Penganggaran untuk pemasangan kaca struktural memerlukan pertimbangan berbagai faktor biaya di luar bahan baku: fabrikasi unit kaca, perekat dan primer khusus, jangkar pendukung mekanis, fitting aluminium khusus, rekayasa dan pengujian, logistik dan penanganan, kompleksitas pemasangan di lokasi, dan pemeliharaan jangka panjang. Unit kaca isolasi (IGU) berukuran besar atau yang dilaminasi/ditempa meningkatkan biaya fabrikasi. Silikon struktural, primer, dan perawatan permukaan menambah biaya material dibandingkan dengan sistem yang menggunakan gasket biasa. Biaya rekayasa meliputi analisis struktural khusus, pengujian model, dan terkadang studi angin/seismik dinamis untuk proyek gedung tinggi. Pengujian dan sertifikasi — uji beban laboratorium, uji infiltrasi air/udara, dan inspeksi pabrik yang disaksikan — menambah biaya proyek di awal. Tenaga kerja instalasi cenderung lebih khusus; pemasang harus dilatih dalam prosedur pengikatan struktural dan mungkin memerlukan perlindungan cuaca sementara, kondisi pengeringan yang terkontrol iklim, perlengkapan khusus, dan pengawasan di lokasi yang lebih lama, sehingga meningkatkan biaya pemasangan di lokasi.
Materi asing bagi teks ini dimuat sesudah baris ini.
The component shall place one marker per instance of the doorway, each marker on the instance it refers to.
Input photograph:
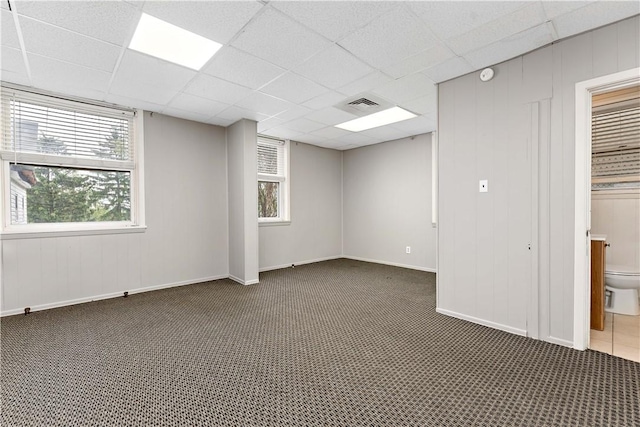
(585, 91)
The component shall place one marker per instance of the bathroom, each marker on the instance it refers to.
(615, 217)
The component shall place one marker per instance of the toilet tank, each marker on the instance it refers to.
(622, 277)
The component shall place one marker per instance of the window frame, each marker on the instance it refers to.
(136, 169)
(284, 190)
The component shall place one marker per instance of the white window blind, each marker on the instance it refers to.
(271, 159)
(40, 128)
(615, 135)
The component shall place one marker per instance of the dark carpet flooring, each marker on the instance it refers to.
(338, 343)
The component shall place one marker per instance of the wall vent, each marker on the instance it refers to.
(364, 104)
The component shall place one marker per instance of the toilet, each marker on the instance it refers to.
(622, 285)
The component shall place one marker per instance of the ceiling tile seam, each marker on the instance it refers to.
(23, 49)
(123, 50)
(48, 24)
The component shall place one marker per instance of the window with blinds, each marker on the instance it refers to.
(273, 184)
(70, 161)
(615, 136)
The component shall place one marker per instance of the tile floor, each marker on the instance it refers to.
(621, 337)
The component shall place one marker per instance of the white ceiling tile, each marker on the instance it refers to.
(333, 68)
(419, 62)
(423, 105)
(236, 113)
(417, 125)
(239, 67)
(364, 84)
(12, 67)
(557, 8)
(406, 88)
(269, 123)
(188, 115)
(110, 21)
(125, 101)
(354, 138)
(448, 69)
(216, 20)
(142, 92)
(593, 16)
(214, 88)
(207, 107)
(510, 47)
(333, 19)
(448, 19)
(325, 100)
(264, 104)
(303, 125)
(288, 43)
(294, 88)
(219, 121)
(330, 116)
(66, 78)
(389, 38)
(293, 112)
(505, 26)
(282, 132)
(63, 45)
(330, 132)
(138, 67)
(8, 34)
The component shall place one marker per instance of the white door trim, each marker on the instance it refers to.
(582, 248)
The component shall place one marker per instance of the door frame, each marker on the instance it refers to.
(582, 209)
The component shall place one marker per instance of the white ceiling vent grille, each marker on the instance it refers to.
(364, 104)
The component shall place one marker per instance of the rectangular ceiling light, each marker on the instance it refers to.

Transportasi dan perlindungan untuk panel kaca besar dan batasan lokasi proyek (batas pengangkatan, akses, pementasan) meningkatkan biaya logistik. Ekspektasi garansi dan pemeliharaan jangka panjang (penyegelan ulang terjadwal, pemeriksaan jangkar berkala) harus dihitung sebagai biaya siklus hidup. Manajer proyek harus menyertakan dana cadangan untuk pengerjaan ulang yang tidak terduga terkait dengan toleransi atau penyimpangan struktural yang ditemukan selama pemasangan. Terakhir, kinerja yang didorong oleh pemilik atau nilai tambah arsitektur (estetika tanpa rangka, bentang lebar) dapat membenarkan pengeluaran awal yang lebih tinggi karena nilai dalam penampilan, pencahayaan alami yang dapat digunakan, dan potensi penghematan energi jika ditentukan dengan benar. Pendekatan biaya sepanjang siklus hidup (biaya awal + pemeliharaan + penggantian) sering menunjukkan bahwa investasi awal yang lebih tinggi pada material yang kuat dan pengujian mengurangi pengeluaran siklus hidup.